The devastating impact was enough to move some scientists who worked on the bomb to write to the President, begging him never to let the bomb be used.

Less chilling, but fascinating in a different way, are the tales of everyday life on The Hill. Some are told in the Bradbury Center, others in the Los Alamos Historical Museum – once the guest cottage for the ranch school that was appropriated by the military for the secret mission. It wasn’t just a hidden-away lab – it was a town, and one with a very young, lively population. A maternity wing had to be built onto the hospital as so many children were born there. Their birth certificates don’t say Los Alamos though – just PO Box 1663, Santa Fe. Imagine trying to explain that to an employer.

Equally stunning are the testimonies from the people who worked at Los Alamos, without ever knowing what they were working on. A lab technician who worked on the detonators says that he only worked it out after reading the papers following the Hiroshima bombing.

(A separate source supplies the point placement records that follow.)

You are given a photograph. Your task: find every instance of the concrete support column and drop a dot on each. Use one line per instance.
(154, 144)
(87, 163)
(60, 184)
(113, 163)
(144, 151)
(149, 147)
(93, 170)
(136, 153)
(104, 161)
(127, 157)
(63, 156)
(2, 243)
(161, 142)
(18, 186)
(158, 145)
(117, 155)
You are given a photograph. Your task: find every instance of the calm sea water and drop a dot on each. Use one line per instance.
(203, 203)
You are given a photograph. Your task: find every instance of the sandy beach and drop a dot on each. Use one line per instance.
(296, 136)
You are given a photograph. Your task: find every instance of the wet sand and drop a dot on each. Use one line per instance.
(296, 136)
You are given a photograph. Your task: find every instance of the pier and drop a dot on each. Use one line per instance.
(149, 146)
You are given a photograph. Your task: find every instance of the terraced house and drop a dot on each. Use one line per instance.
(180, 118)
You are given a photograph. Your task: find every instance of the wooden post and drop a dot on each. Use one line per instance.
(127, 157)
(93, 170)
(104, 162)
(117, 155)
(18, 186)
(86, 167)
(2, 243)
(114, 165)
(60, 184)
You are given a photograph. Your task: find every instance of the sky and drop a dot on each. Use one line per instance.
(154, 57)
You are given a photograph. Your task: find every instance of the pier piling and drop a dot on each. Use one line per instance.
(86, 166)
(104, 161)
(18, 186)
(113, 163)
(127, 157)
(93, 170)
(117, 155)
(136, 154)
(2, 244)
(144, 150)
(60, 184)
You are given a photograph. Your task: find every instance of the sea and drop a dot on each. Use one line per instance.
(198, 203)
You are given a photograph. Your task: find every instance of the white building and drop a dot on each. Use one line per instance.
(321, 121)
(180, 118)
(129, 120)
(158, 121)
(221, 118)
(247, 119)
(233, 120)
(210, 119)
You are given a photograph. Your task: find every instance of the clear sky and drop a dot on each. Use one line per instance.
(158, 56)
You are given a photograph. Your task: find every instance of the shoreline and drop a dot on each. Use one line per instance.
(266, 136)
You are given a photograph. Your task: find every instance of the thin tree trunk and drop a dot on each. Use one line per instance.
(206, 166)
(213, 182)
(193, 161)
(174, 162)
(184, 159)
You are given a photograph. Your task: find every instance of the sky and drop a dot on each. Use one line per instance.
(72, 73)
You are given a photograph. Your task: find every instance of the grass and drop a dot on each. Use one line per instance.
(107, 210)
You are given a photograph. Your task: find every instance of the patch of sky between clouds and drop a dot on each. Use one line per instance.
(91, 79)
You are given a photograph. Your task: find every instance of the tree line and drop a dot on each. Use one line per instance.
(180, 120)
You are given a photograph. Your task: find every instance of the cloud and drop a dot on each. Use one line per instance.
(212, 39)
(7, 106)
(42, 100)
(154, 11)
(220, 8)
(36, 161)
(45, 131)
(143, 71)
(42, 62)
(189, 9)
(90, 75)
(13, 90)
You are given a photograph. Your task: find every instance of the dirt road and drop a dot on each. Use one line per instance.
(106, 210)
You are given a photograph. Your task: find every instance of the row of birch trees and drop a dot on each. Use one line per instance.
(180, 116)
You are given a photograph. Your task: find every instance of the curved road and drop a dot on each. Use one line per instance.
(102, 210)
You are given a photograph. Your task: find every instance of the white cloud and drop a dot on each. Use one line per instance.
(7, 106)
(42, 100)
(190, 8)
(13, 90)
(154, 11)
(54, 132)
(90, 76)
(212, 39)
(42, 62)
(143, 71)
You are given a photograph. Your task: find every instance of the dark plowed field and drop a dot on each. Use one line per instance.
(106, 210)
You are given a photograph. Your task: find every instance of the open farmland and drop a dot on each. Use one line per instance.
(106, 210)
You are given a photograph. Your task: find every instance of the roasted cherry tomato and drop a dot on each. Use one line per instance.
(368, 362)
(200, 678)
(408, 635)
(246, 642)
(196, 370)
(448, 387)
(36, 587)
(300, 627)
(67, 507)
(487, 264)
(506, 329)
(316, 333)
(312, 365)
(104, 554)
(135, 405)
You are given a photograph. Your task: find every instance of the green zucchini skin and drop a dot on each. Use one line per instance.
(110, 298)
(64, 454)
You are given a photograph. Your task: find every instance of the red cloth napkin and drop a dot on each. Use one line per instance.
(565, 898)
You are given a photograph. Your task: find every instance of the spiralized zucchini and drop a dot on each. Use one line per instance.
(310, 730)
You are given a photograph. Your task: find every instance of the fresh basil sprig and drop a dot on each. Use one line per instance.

It’s a place where you could spend days happily reading the letters home to parents, where the moral quandaries over whether to drop the bomb are not glossed over, and the realities of keeping something so monstrous so secret hit home.

But it’s all a slice of the past until you drive out of town. On the main road out, there’s a security checkpoint, and all cars are thoroughly checked out. They still do nuclear research here. A lot of it. And much of it is highly classified.